Experts say sinkholes are not uncommon in Alabama


Roots are all that's left of a tree that once stood high above Jerome Hamby's yard off Lee Road 704 in Opelika. Wednesday afternoon, the earth gave out and formed this massive hole on his property.

[RELATED: Homeowner narrowly escapes sinkhole that swallows tree]

"If I was out there cutting the grass, I'd probably be out there with the tree," says Hamby.

Despite popular belief, sinkholes are not unusual in Alabama and they can come in all sizes.
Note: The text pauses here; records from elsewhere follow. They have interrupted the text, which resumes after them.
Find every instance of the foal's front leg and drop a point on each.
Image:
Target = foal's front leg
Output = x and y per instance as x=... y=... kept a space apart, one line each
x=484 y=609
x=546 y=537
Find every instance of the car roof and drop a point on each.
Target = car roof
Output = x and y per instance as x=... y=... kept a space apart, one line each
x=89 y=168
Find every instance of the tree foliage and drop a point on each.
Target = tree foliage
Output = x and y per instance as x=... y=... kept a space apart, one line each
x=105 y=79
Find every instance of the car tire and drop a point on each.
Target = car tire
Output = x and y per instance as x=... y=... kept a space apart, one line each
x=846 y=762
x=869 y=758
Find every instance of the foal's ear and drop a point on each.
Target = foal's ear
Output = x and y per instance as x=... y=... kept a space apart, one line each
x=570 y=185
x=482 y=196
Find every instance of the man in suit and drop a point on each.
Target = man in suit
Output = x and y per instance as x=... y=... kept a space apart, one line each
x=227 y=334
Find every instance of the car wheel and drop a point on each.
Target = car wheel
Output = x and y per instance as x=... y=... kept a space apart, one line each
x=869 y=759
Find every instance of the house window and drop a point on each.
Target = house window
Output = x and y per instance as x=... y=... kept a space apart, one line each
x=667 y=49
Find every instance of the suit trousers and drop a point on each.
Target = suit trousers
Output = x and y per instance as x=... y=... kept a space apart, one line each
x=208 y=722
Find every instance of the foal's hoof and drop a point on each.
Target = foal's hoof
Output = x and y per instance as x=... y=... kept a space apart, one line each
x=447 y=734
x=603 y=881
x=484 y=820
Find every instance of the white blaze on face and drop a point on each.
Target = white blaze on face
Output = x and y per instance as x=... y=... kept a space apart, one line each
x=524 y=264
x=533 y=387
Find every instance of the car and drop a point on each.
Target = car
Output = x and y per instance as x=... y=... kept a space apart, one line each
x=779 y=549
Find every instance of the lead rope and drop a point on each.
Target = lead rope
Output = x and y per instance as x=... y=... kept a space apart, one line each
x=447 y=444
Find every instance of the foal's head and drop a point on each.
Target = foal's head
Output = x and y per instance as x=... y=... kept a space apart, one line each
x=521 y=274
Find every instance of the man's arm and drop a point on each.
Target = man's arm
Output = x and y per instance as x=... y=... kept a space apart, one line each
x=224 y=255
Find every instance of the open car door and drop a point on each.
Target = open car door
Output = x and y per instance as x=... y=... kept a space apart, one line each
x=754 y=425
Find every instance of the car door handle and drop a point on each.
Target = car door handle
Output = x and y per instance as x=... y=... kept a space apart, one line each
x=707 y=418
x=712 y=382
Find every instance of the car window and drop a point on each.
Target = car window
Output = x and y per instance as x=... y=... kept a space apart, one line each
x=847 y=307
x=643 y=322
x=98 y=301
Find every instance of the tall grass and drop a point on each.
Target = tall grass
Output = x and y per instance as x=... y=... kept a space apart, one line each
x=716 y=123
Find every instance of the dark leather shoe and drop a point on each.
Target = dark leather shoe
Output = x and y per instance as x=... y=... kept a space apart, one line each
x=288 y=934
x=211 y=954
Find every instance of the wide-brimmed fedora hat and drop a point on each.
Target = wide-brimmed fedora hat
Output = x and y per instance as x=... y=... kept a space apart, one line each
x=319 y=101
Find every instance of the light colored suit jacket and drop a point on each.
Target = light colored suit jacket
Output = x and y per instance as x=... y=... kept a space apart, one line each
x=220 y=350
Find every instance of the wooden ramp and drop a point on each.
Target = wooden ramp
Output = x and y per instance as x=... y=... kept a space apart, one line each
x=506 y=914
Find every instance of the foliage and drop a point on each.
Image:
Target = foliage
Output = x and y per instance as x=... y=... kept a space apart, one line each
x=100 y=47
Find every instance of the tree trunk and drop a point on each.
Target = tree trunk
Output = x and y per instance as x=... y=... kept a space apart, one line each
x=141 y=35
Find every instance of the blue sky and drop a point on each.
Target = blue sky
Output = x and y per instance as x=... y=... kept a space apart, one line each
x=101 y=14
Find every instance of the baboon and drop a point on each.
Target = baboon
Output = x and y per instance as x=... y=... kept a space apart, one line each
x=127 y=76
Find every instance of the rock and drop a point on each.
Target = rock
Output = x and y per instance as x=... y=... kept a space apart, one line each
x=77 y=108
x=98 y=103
"There are major land areas in Alabama that have the same issues because they contact the underground geology that's water soluble and when some of that gets dissolved it leave large holes of water. Sinkholes are very common," explains Dr. James. Hairston,-, AU Professor Emeritus/ Retired  and ACES Water Program Coordinator.

Sinkholes are frequently associated with urban development in karst landscapes.

Mining or quarrying and high water withdrawal can lead to some types of sinkholes and is what Hairston believes happened yesterday in Opelika.

A quarry is in operation just down the street from Hamby's property.

"They call it a cone of depression. The deeper the sinkhole gets, you have a cone forming away from the line quarry where the water starts dropping," says Hairton.

Officials from the Opelika quarry taped off the newly formed sinkhole Thursday and removed the tree.

In 2007, Lee County sued and reached a settlement with the then owners of the rock quarry, where the quarry will pay for and repair any sinkhole related damages in a given area on public and private property.

"They say they're going to shut this thing down in August and they tell me then that it should do away with the sinkholes in this community," says Hamby.

"You have that potential anywhere close to a quarry," explains Hairton.